At the very top of the compliance pyramid tax administrations also have to deal with illicit financial flows: the illegal movement of capital across jurisdictional borders. Thanks to OECD’s Base Erosion and Profit Shifting (BEPS) initiative, tax administrations now have more ammunition in the global fight against offshore tax evasion.
Technology as a strategic tool
Compliance is a continuum that ranges from willing or voluntary compliance, to unknowing or unwilling compliance, and finally deliberate and determined non-compliance. Simply said, some people will always comply with tax laws, some will always deliberately try to evade taxes, whilst most taxpayers fit between these two extremes. Accordingly, the main tasks for tax administrations are to 1) facilitate compliance, 2) monitor compliance, and 3) improve compliance. Although there will always be a group of fraudulent taxpayers, it is estimated that 80% of compliance can be achieved by a modern and well-structured tax administration that takes proactive measures to improve compliance.
Technology plays a vital role for tax administrations in their efforts to improve tax compliance.

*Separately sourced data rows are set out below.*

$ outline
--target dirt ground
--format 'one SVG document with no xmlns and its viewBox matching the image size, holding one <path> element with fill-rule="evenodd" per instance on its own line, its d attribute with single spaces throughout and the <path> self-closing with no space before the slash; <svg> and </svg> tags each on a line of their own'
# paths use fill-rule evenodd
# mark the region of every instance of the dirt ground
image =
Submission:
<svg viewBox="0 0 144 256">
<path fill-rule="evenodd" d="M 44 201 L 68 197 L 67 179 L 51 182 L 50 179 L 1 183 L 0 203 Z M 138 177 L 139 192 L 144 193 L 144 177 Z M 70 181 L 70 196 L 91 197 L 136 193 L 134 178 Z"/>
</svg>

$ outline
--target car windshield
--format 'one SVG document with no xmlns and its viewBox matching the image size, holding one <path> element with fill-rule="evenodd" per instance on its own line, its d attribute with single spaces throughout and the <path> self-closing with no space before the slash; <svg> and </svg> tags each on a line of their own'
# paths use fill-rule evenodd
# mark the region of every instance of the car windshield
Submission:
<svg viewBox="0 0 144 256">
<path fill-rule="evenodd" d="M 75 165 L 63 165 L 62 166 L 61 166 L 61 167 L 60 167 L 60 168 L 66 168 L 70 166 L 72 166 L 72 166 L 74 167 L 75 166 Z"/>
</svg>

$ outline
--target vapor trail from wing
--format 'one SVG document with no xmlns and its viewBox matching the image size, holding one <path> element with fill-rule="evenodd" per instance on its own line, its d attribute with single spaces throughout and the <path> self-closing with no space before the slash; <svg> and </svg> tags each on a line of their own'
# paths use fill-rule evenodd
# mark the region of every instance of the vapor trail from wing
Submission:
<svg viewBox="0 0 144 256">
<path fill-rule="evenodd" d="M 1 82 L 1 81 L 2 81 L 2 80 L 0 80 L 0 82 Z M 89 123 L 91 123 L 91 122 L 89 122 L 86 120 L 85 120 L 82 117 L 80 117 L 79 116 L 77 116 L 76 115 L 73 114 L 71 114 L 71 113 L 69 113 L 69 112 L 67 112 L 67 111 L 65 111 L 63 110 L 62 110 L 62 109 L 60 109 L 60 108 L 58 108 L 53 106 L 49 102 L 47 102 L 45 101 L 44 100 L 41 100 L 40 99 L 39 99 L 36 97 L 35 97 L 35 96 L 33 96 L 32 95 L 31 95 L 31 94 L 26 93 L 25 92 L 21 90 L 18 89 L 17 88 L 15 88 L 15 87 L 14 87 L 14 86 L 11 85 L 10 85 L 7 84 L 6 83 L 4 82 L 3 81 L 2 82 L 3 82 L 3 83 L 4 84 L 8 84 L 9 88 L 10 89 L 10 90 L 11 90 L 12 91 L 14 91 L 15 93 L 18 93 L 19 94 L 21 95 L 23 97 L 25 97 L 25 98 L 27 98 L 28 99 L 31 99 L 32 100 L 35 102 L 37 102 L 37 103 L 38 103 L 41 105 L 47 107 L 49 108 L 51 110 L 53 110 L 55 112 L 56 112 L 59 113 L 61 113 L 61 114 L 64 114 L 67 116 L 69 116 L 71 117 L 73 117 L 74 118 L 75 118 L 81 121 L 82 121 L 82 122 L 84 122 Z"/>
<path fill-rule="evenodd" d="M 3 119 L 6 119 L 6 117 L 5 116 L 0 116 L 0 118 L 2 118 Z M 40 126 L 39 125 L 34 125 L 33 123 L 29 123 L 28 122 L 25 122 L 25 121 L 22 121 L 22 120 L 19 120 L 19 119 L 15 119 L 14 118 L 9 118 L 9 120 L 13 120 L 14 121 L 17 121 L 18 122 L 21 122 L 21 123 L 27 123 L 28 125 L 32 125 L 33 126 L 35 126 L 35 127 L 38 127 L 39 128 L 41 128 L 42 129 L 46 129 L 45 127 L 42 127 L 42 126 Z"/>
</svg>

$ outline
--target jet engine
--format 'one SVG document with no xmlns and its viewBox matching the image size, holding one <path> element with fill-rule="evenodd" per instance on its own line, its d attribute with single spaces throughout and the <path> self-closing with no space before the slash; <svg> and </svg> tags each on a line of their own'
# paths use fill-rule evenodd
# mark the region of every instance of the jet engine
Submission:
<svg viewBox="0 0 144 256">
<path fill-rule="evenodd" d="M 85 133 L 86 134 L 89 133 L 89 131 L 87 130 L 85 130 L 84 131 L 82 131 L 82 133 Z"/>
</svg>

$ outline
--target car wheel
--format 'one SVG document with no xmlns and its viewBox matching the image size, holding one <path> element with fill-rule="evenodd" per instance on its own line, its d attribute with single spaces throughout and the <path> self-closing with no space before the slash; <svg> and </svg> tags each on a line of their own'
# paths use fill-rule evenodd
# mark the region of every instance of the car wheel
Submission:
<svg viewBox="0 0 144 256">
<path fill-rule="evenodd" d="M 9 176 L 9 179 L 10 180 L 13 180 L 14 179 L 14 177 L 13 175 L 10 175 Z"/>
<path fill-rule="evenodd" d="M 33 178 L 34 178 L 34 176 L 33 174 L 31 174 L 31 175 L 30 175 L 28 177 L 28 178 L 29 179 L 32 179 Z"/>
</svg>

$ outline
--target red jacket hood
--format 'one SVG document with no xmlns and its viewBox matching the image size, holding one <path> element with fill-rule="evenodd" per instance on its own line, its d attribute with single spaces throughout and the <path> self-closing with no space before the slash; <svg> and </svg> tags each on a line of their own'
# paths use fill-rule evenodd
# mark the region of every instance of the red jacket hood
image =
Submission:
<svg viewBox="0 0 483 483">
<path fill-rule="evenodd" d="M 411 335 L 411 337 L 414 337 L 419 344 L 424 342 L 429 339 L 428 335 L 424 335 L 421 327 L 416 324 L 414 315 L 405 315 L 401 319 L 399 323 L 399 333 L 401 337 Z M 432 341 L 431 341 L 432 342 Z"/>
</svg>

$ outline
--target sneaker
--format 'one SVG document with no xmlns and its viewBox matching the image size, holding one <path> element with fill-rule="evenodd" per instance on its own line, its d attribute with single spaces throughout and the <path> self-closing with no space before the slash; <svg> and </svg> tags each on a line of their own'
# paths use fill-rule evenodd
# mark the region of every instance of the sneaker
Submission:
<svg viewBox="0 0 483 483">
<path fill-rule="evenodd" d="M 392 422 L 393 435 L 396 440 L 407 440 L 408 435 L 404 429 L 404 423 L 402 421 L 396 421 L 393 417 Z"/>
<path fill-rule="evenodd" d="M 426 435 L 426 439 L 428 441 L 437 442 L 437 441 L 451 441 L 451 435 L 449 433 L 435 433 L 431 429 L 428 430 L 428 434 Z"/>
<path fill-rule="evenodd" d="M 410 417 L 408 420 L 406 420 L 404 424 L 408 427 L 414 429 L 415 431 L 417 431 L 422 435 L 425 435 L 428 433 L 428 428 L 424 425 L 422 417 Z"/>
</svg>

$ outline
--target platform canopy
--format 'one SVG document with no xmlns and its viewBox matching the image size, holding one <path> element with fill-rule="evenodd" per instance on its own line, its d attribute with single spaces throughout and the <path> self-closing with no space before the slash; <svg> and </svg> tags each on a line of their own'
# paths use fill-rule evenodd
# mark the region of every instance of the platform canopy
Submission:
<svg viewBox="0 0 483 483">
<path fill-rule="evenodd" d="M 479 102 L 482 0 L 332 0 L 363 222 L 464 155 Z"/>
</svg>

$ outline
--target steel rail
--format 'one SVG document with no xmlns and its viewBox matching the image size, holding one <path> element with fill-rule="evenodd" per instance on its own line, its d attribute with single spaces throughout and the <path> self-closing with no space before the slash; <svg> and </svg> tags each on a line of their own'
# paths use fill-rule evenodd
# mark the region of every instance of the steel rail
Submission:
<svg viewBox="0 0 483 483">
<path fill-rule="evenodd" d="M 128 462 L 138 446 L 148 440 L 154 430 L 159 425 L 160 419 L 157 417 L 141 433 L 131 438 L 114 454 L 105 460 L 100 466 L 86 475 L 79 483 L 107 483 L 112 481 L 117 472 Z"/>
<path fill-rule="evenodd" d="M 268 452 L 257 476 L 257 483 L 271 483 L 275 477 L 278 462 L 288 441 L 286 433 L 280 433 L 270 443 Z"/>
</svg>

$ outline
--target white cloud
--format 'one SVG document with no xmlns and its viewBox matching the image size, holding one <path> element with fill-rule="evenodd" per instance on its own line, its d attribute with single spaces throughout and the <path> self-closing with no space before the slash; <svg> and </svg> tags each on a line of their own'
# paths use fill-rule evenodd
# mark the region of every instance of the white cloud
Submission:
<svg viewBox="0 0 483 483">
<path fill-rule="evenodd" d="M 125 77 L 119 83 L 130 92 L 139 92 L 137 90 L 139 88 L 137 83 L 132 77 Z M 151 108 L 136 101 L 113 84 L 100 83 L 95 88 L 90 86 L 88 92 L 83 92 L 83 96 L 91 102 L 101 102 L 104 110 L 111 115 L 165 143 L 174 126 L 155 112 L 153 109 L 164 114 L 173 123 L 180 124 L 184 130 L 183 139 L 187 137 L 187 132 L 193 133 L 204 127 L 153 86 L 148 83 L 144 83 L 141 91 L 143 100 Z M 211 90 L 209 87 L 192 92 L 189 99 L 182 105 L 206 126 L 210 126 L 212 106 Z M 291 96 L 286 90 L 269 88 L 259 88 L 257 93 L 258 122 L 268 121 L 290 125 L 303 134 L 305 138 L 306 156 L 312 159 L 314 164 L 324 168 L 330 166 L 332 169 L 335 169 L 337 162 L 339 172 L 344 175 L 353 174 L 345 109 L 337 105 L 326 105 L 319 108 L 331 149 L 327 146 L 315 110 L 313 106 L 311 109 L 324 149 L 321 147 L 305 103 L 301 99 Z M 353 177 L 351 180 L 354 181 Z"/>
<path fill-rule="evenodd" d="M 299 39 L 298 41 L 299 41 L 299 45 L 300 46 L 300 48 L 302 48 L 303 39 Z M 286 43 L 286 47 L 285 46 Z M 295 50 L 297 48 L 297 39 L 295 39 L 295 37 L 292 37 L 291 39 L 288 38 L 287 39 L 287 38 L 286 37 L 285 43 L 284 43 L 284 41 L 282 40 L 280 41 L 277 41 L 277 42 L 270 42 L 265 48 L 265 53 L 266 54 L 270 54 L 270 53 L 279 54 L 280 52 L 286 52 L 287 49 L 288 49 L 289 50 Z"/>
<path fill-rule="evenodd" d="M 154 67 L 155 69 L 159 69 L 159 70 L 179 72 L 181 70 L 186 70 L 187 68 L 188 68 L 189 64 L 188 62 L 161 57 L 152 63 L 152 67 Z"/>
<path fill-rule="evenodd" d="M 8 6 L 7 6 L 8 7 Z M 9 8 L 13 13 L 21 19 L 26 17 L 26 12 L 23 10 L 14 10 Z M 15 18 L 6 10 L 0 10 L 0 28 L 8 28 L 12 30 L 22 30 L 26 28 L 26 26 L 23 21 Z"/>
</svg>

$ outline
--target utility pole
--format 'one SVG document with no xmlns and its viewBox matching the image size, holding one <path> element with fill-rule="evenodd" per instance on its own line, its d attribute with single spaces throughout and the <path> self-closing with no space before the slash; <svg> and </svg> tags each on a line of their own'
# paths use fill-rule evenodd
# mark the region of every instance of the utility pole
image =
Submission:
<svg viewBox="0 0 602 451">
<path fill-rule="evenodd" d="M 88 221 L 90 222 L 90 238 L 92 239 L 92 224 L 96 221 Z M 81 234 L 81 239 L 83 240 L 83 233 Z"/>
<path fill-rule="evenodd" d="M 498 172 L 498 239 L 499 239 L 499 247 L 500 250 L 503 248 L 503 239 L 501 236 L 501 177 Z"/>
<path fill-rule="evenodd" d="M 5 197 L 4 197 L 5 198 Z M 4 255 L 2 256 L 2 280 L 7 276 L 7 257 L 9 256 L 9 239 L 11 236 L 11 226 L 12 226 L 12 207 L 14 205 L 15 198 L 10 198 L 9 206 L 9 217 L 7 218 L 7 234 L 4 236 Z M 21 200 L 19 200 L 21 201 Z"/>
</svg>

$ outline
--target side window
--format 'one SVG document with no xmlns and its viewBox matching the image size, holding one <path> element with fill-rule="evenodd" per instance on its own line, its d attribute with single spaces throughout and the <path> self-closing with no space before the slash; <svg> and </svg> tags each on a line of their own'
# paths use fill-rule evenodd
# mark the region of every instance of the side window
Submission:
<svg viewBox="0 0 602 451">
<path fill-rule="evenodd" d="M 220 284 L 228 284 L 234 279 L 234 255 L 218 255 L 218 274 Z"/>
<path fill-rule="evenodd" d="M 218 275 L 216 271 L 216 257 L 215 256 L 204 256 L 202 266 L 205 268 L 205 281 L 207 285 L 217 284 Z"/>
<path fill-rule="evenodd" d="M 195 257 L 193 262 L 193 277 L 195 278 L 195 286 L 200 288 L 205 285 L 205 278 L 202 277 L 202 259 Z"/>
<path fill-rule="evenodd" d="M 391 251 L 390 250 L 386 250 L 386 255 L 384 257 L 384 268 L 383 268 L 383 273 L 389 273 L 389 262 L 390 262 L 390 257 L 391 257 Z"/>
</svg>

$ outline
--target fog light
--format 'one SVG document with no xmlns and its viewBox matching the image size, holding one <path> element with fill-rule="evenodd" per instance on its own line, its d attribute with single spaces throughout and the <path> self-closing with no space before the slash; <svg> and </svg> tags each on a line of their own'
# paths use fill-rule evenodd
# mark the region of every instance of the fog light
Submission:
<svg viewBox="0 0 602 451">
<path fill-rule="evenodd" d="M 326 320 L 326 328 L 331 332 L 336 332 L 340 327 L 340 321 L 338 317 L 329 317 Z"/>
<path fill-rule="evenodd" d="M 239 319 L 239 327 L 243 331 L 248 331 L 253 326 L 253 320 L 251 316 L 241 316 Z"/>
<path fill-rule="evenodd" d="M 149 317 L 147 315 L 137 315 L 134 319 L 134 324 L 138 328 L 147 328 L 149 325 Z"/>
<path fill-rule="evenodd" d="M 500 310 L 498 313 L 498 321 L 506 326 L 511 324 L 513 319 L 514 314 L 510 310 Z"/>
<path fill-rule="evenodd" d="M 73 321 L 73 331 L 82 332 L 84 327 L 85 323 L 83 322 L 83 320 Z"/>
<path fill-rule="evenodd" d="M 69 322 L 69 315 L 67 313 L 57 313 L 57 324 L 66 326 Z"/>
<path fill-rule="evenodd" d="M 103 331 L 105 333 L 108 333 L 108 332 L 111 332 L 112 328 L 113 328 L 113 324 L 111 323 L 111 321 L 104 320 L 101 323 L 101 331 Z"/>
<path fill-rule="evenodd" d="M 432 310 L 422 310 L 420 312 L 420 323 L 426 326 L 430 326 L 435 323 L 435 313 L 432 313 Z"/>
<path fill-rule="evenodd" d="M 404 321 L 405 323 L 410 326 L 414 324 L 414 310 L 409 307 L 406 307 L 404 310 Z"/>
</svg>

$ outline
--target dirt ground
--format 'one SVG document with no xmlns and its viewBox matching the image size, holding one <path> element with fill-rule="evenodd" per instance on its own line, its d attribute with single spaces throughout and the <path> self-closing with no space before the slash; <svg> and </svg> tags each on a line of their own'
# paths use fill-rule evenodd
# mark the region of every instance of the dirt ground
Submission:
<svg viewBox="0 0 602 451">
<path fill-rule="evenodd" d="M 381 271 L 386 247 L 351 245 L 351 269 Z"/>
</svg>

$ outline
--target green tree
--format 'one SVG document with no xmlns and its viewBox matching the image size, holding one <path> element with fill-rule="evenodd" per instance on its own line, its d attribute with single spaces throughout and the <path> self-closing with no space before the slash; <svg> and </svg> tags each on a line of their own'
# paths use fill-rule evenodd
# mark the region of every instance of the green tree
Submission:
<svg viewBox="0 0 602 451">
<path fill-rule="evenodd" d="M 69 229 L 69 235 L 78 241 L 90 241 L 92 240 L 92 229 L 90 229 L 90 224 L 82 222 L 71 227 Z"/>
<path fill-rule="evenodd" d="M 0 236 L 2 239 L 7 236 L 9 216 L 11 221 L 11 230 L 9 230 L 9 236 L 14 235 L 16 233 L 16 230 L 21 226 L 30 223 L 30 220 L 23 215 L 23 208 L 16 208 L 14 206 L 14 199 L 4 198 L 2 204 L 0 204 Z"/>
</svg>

On one hand, it makes it easier for citizens to meet their tax obligations. The modernization of tax administration systems creates better services for taxpayers which helps to increase the rates of voluntary compliance. On the other hand, technology helps to discourage non-compliance by making it clear that governments are on top of things. Tax administrations obtain better control and an increased capacity to combat tax evasion and harmful tax planning. It’s a win for both sides – governments obtain a stronger public image, and citizens and businesses are more willing to comply, driving compliance rates up. In short, the proper use of information technology creates a public environment where compliance is a way of life.